Соответственно, он решил не рисковать со мной, и провел меня через весь процесс порабощения и обряды подчинения, в результате которых, независимо от того каковы могли бы быть мои природа, побуждения и намерения, я должна была ясно понять свой статус, согласно которому отныне я была полностью его рабыней, независимо от того была ли я коварной шлюхой или любящей женщиной.
— Сейчас с тобой будут сделаны три вещи, прозаично, одна за другой, — предупредил Друз Ренций.
Озадаченная его словами, я, нетерпеливо, не сводила с него взгляда.
— На четвереньки, — скомандовал мужчина. — Голову вниз. Ползи сюда, к ножке стула.
Едва я оказалась там, он присел позади и слева от меня, и без церемоний надел на меня свой ошейник. Особой нежности я не почувствовала.
— На колени, ягодицами на пятки, руки вперед, запястья скрестить, — сыпались его по-военному отрывистые команды.
Возмущенная и пораженная я смотрела на то на него, то на свои связанные одним концом длинной кожаной веревки запястья.
— Встать, — приказал он, и потащил меня к стене.
Свободный конец веревки был проброшен, сквозь кольцо, закрепленное в торце торчащей из стены балки, а затем сквозь еще одно кольцо у ее основания. Друз Ренций натянул веревку, и мои связанные запястья оказались у меня над головой. Конец веревки мужчина закрепил на крюке, вмурованном в стену.
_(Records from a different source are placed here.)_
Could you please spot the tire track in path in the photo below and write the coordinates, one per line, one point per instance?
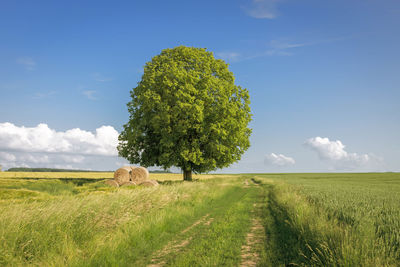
(250, 251)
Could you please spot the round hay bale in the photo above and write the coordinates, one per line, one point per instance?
(154, 182)
(112, 183)
(140, 174)
(147, 183)
(122, 175)
(130, 183)
(132, 168)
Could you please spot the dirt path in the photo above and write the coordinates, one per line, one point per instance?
(250, 255)
(250, 251)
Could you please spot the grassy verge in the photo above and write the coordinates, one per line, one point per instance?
(96, 227)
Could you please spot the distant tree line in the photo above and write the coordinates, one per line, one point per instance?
(23, 169)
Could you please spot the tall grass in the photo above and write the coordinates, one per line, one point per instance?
(102, 226)
(335, 219)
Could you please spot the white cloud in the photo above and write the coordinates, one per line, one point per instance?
(40, 95)
(334, 152)
(41, 146)
(262, 9)
(43, 139)
(90, 94)
(27, 62)
(278, 160)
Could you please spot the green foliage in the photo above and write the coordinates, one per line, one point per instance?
(186, 112)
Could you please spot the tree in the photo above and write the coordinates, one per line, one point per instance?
(186, 112)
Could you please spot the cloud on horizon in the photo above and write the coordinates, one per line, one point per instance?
(262, 9)
(335, 154)
(41, 146)
(278, 160)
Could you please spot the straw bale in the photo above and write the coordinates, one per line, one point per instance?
(112, 183)
(123, 175)
(130, 183)
(147, 183)
(140, 174)
(154, 182)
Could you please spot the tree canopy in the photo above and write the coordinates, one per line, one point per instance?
(186, 112)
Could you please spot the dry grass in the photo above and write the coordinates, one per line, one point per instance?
(140, 174)
(123, 175)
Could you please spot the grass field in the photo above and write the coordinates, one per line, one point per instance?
(217, 220)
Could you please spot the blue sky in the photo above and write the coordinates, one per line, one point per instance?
(323, 77)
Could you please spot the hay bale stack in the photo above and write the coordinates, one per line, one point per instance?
(112, 183)
(154, 182)
(130, 183)
(139, 174)
(147, 183)
(123, 175)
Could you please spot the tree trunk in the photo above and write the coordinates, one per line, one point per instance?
(187, 175)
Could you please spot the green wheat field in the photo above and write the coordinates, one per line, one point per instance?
(74, 219)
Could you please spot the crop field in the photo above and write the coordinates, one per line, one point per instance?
(74, 219)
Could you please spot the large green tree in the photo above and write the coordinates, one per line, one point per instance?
(186, 112)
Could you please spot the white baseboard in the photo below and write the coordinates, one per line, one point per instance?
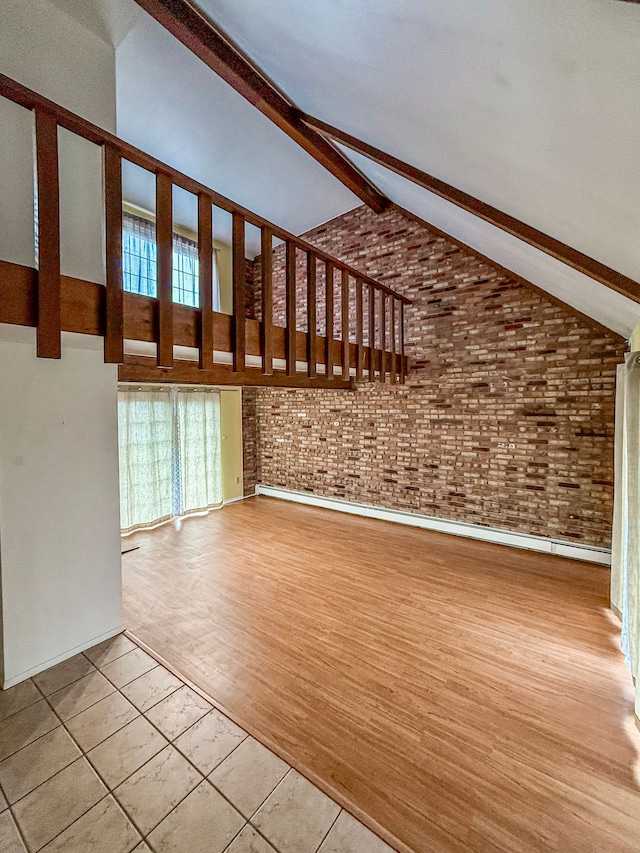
(443, 525)
(16, 679)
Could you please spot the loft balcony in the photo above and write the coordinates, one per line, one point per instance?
(321, 323)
Теперь я стояла, вытянувшись в струнку, у дальней стены комнаты, голая, в ошейнике, со связанными и поднятыми над головой руками.
— Господин, — всхлипнула я, — это не похоже на Вас! Где же Ваша привязанность ко мне?
— Не помню, чтобы я давал Тебе разрешение говорить, — усмехнулся он.
— Простите меня, Господин!
Я посмотрела вверх на свои связанные руки. Веревка темной змеей обвивалась вокруг них. Я отчаянно задергала руками, пытаясь вывернуть их из пут. Все было бесполезно, не для того мой хозяин связывал меня, чтобы у меня был шанс освободиться. Внезапно, я почувствовала, как будто мое тело стало еще более открытым, уязвимым и ранимым. Вывернув голову, я просмотрела через плечо. Я была в шоке. До меня с совершенной ясностью дошло, что я оказалась в положении для порки.
— Пожалуйста, Господин! — захныкала я.
— Целуй плеть, — приказал мой господин.